Last modified June 21, 2026

Troubleshoot AI agent access

This guide covers the failure modes platform teams hit when operating Muster. For the basic IDE setup checks—context, login, editor configuration—start with the AI agent setup troubleshooting section first.

The agent keeps asking to authenticate

If the authenticate_muster tool keeps reappearing, or your assistant loops on login, the session has expired or the token can’t be refreshed.

  • Run muster auth login in a terminal, then restart the MCP server in your IDE.
  • Check muster auth status. If the aggregator shows as authenticated but a downstream server shows Auth Required, that server needs its own login or its single sign-on is set up incorrectly.
  • For a forwarding server, confirm the downstream trusts Muster’s client and the requiredAudiences match what the server expects. A token without the right audience is rejected, which looks like an endless re-auth.

A cluster shows as disconnected

In muster auth status, a single cluster reporting Disconnected or Failed while others are fine usually means that cluster’s mcp-kubernetes is unreachable, not a Muster problem.

  • Check the MCPServer state: kubectl get mcpservers -n muster. A Failed state means the endpoint is unreachable. Verify the URL, DNS, and any network policy between Muster and that cluster.
  • Auth Required isn’t a failure: it’s the normal state for a protected server until a user logs in.
  • Other clusters keep working independently, so users can still operate the rest of the fleet while you fix the one.

Tools are missing from the agent

If expected tools don’t appear in the agent’s discovery results:

  1. Confirm the user is authenticated to the server those tools come from. Per-user visibility means a server a user hasn’t authenticated with contributes no tools to their list, even though it’s healthy.
  2. Check the server’s state is Connected or Running and that autoStart is set if it should always be available.
  3. Remember discovery is dynamic—no IDE restart is needed. If a server only just started, the agent’s next list_tools or filter_tools call reflects it.

A workflow runs manually but the agent never uses it

This is the most common workflow-authoring trap, and it’s about discoverability, not correctness. The workflow is live: kubectl get workflow shows it valid, and you can call it by name. But the agent falls back to raw tools.

The cause is almost always the description. An agent finds a workflow through filter_tools, whose description filter is a case-insensitive substring match over spec.description. If the agent searches for pod health and the description only says check the pods in <mc>, there’s no substring match, and the workflow is invisible to that search.

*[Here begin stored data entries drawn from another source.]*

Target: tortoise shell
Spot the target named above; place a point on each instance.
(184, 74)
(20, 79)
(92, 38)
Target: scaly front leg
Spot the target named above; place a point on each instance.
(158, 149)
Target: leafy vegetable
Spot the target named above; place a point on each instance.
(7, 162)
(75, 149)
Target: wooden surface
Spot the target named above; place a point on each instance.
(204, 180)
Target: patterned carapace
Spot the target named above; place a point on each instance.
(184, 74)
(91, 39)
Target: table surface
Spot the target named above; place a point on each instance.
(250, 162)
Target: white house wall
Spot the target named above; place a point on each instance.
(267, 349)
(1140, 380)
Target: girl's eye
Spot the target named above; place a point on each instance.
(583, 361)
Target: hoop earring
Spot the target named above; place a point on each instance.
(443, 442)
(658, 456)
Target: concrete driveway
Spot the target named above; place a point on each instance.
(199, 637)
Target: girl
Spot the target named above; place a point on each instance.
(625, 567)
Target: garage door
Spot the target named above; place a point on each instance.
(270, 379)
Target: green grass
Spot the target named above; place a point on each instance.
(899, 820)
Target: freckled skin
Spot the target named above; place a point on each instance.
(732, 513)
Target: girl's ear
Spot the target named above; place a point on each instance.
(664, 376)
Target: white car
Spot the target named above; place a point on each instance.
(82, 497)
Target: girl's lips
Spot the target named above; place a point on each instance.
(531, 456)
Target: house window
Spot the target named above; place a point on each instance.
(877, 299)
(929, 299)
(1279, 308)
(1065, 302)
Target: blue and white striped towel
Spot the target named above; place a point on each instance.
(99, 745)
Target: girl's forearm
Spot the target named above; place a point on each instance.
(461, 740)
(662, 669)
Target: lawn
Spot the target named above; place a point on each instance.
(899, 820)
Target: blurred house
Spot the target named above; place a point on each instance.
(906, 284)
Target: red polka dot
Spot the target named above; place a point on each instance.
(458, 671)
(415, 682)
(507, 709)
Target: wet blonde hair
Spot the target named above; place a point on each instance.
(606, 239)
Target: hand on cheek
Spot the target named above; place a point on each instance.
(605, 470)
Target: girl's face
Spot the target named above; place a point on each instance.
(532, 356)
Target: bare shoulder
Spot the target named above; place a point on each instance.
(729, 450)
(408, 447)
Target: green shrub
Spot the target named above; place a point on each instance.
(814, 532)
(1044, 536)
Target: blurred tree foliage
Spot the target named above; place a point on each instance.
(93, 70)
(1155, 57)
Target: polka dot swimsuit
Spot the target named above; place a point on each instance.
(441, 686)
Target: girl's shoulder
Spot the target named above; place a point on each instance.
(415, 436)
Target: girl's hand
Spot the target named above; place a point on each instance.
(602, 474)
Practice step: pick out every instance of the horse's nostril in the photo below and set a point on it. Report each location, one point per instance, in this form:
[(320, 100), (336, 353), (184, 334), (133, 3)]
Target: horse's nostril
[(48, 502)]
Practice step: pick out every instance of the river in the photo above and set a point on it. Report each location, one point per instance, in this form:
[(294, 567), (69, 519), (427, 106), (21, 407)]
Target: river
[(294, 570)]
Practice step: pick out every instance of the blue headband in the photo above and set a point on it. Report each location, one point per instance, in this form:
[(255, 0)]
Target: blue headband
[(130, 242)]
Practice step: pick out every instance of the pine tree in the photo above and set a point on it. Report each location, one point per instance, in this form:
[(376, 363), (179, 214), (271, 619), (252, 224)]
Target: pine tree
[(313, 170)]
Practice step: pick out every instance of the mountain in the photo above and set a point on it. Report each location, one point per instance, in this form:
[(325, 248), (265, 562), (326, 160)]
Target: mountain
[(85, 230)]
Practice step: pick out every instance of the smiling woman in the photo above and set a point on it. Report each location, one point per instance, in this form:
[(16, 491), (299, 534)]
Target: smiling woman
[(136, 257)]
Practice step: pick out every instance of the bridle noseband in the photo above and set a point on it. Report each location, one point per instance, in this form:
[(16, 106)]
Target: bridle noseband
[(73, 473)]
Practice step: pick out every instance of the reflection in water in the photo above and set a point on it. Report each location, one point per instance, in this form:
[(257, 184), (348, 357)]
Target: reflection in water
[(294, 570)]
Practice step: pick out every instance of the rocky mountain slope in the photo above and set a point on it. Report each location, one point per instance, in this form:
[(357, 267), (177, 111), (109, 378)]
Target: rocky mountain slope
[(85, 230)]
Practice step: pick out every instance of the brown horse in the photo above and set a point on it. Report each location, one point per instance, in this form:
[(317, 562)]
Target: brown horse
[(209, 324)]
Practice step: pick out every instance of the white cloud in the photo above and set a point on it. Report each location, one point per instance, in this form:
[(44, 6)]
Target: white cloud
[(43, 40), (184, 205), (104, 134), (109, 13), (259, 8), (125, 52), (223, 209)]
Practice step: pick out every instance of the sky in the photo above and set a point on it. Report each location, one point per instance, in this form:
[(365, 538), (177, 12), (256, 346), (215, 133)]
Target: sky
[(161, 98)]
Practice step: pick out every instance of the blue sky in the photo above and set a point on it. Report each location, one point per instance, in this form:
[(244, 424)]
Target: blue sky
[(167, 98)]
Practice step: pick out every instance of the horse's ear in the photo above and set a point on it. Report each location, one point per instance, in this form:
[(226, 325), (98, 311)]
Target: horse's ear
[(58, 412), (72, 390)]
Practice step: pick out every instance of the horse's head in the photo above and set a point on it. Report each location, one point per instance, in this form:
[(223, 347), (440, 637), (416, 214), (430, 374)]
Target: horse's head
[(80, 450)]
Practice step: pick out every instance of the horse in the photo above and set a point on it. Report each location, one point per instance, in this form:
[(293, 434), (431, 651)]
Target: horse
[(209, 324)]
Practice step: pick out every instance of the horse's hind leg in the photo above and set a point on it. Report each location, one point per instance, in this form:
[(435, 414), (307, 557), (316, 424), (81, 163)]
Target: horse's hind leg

Fix it by leading spec.description with both the topic keyword and the natural phrasing. See authoring workflows for the full rule.

A related symptom: an agent told to “discover workflows” with a broad glob can pull every workflow’s description into context at once, spiking token cost. Steer agents to a narrow filter—a specific topic term or name pattern—rather than a catch-all.

A workflow runs but the agent over-explores

If a workflow returns a clean result and the agent keeps investigating anyway, the description is missing a stop-when-healthy rule. Without an explicit rule to write a one-line summary and stop when the result is empty, an agent treats a clean digest as a starting point. Add the rule to spec.description. This single change has swung a probe by an order of magnitude in token cost.

A long chain drops with a network error

A single agent turn that runs many tool calls back to back can drop with a streaming network error before producing an answer. The HTTP response succeeds, but the stream aborts partway. Fewer, cheaper calls reduce this exposure. That’s one more reason to encapsulate multi-step investigations as a workflow rather than letting the agent run the whole discover-query-correlate loop itself.

Authentication fails for users in many groups

If a user can authenticate from one account but fails from one that belongs to many identity-provider groups, suspect token size limits. The usual causes are ingress header buffers and the group-count limit. See RBAC and SSO.